I have a graph that reads lines from multiple gzipped files and writes those lines to another set of gzipped files, mapped according to some value in each line.
It works correctly against small data sets, but fails to terminate on larger data. (It may not be the size of the data that's to blame, as I have not run it enough times to be sure - it takes a while).

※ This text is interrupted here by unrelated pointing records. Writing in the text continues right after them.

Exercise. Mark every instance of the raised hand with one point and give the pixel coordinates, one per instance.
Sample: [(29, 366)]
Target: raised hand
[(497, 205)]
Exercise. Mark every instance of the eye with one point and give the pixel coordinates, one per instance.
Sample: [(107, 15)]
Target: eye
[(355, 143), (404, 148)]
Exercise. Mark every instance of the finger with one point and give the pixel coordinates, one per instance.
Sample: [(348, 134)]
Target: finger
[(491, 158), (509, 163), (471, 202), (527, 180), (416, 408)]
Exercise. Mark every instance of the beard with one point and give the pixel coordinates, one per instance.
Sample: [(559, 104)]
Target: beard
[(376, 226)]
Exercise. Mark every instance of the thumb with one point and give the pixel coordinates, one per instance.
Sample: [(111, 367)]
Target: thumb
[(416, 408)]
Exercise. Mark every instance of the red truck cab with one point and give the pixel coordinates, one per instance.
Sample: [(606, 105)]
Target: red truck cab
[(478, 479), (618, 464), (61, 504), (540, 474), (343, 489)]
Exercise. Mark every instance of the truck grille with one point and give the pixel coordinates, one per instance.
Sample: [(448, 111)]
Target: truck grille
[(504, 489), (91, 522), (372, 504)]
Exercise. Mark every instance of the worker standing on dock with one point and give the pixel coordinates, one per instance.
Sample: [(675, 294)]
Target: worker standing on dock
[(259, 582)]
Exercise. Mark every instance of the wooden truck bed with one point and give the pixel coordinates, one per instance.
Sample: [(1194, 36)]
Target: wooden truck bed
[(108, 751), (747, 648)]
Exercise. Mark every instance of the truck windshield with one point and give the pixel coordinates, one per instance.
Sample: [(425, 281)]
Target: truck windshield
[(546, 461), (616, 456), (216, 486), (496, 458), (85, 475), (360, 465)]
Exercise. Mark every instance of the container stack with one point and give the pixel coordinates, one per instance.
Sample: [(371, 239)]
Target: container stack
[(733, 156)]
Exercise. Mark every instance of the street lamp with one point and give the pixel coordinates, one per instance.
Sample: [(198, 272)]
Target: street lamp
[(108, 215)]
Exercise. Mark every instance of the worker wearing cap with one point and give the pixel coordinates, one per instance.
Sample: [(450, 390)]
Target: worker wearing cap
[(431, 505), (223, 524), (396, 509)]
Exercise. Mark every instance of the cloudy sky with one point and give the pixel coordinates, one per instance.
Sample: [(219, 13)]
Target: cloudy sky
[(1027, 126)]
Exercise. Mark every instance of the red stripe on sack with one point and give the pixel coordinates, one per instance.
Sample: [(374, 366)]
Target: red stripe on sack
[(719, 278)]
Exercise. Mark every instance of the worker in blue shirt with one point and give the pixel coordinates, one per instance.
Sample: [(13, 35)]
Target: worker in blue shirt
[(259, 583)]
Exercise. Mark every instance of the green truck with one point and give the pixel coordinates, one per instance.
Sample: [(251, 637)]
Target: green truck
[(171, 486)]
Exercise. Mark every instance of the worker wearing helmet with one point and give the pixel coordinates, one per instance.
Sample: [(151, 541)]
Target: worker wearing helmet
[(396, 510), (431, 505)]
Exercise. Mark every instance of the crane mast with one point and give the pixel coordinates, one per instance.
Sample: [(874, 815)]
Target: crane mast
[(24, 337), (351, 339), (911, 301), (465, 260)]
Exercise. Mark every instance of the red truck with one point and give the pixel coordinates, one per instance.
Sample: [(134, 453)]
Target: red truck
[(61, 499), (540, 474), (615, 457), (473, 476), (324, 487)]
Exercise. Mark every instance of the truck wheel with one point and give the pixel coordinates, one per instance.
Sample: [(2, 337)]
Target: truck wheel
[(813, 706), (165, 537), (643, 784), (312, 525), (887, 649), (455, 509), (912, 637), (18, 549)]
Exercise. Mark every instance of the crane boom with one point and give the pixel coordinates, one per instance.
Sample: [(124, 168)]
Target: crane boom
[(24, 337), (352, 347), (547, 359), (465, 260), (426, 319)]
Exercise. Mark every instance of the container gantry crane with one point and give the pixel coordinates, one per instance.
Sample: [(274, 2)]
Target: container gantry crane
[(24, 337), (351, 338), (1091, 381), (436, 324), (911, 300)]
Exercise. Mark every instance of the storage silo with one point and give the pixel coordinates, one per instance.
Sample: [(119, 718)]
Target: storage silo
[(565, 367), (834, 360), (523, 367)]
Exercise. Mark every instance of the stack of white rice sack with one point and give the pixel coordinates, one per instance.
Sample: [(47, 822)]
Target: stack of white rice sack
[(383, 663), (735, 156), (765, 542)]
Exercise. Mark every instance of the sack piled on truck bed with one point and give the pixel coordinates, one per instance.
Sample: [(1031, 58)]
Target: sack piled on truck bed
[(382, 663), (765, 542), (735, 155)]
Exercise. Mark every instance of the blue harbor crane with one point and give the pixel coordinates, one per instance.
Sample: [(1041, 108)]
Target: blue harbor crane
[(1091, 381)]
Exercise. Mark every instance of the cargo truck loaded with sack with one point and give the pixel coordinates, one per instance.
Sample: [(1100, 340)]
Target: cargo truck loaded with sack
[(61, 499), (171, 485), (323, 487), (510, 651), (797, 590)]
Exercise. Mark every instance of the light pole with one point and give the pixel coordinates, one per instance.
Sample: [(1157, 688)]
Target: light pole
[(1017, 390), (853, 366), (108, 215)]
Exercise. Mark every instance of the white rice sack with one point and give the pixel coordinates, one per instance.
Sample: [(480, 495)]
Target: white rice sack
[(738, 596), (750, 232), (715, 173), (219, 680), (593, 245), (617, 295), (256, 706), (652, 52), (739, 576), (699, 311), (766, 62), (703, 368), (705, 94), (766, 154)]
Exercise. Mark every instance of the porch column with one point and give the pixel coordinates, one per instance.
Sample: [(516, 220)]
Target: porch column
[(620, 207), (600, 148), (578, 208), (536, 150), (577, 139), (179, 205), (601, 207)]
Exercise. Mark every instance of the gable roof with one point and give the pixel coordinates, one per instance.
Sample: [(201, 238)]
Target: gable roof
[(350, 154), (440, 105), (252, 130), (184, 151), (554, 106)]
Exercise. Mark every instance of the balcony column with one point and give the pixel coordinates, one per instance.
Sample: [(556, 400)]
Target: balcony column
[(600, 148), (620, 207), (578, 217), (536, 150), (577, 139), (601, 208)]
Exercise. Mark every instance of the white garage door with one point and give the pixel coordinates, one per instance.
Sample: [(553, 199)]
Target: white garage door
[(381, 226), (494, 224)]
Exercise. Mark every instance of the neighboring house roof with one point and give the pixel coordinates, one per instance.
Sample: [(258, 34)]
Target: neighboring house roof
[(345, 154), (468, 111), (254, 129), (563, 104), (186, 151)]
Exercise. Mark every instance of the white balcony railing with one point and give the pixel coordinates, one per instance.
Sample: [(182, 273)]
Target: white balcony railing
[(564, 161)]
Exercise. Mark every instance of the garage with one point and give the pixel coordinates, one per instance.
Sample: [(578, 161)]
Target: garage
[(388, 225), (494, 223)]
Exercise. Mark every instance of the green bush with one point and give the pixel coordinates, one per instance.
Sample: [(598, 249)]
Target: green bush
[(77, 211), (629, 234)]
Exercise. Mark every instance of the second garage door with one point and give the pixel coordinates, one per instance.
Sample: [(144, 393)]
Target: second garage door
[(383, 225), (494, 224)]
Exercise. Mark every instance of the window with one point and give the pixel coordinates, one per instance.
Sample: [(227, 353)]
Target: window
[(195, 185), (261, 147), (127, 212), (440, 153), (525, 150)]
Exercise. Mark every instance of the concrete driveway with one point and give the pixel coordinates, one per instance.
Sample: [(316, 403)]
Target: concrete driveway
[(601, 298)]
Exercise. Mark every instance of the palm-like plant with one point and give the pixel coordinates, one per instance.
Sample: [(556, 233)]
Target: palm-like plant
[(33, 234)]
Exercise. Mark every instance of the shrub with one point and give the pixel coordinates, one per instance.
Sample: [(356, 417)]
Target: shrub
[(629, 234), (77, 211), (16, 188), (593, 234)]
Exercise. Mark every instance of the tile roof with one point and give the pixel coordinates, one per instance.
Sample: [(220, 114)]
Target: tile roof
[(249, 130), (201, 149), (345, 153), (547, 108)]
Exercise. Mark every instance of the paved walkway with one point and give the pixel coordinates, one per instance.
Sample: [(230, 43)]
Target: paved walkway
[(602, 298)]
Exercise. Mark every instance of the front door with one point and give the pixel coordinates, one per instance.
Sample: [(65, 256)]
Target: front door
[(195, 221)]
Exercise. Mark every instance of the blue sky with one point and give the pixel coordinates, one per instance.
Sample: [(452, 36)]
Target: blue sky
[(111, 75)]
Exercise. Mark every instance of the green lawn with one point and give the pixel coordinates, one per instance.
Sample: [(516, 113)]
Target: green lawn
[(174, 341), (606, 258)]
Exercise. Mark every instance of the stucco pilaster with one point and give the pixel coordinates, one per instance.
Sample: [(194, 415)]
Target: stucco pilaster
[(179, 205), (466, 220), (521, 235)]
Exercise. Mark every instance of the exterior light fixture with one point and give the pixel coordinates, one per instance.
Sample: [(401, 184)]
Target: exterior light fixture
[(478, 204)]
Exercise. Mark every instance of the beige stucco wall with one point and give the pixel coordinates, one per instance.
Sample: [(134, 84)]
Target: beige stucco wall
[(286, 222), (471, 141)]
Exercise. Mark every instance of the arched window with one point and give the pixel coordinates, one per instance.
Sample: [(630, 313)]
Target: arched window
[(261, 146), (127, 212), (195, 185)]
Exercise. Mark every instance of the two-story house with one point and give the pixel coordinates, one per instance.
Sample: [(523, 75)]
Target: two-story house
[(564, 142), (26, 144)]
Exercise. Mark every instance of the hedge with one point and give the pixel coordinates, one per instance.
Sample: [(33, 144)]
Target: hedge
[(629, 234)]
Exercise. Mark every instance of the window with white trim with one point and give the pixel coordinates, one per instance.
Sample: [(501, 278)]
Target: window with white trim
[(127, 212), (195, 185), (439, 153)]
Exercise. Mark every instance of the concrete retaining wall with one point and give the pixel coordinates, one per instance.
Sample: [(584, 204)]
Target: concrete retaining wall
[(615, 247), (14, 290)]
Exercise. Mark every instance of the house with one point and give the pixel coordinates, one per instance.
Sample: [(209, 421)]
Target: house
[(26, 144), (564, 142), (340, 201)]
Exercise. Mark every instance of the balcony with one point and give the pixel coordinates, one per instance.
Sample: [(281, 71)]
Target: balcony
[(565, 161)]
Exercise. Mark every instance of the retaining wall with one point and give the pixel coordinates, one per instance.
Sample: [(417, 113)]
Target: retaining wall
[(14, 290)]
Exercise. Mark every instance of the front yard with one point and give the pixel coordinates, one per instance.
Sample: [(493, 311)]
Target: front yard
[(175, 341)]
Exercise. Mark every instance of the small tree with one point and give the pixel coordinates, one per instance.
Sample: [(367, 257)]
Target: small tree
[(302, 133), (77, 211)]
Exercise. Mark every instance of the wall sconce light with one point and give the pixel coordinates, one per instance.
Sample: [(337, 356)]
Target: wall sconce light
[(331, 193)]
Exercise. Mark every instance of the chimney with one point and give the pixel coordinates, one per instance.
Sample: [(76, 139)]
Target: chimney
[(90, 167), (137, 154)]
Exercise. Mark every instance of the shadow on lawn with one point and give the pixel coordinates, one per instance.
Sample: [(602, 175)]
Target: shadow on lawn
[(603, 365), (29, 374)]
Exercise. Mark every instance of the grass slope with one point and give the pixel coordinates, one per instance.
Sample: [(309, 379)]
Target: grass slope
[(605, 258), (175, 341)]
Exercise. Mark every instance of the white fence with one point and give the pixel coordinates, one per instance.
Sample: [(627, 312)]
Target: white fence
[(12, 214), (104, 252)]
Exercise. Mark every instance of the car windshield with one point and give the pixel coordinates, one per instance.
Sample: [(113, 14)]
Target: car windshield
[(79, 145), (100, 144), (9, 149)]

def files: Source[File, NotUsed] =
Source.fromIterator(
() =>
Files
.fileTraverser()
.breadthFirst(inDir)
.asScala
.filter(_.getName.endsWith(".gz"))
.toIterator)
def extract =
Flow[File]
.mapConcat[String](unzip)
.mapConcat(s =>
(JsonMethods.parse(s) \ "tk").extract[Array[String]].map(_ -> s).to[collection.immutable.Iterable])
.groupBy(1 << 16, _._1)
.groupedWithin(1000, 1.second)
.map { lines =>
val w = writer(lines.head._1)
w.println(lines.map(_._2).mkString("\n"))
w.close()
Done
}
.mergeSubstreams
def unzip(f: File) = {
scala.io.Source
.fromInputStream(new GZIPInputStream(new FileInputStream(f)))
.getLines
.toIterable
.to[collection.immutable.Iterable]
}
def writer(tk: String): PrintWriter =
new PrintWriter(
new OutputStreamWriter(
new GZIPOutputStream(
new FileOutputStream(new File(outDir, s"$tk.json.gz"), true)
))
)
val process = files.via(extract).toMat(Sink.ignore)(Keep.right).run()
Await.result(process, Duration.Inf)
The thread dump shows that the process is WAITING
at Await.result(process, Duration.Inf)
and nothing else is happening.
OpenJDK v11 with Akka v2.5.15
Most likely it's stuck in groupBy
because it ran out of available threads in dispatcher to gather items into 2^16 groups for all sources.
So if I were you I'd probably implement grouping in extract
semi-manually using statefulMapConcat
with mutable Map[KeyType, List[String]]
. Or buffer lines with groupedWithin
first and split them into groups that you would write to different files in Sink.foreach
.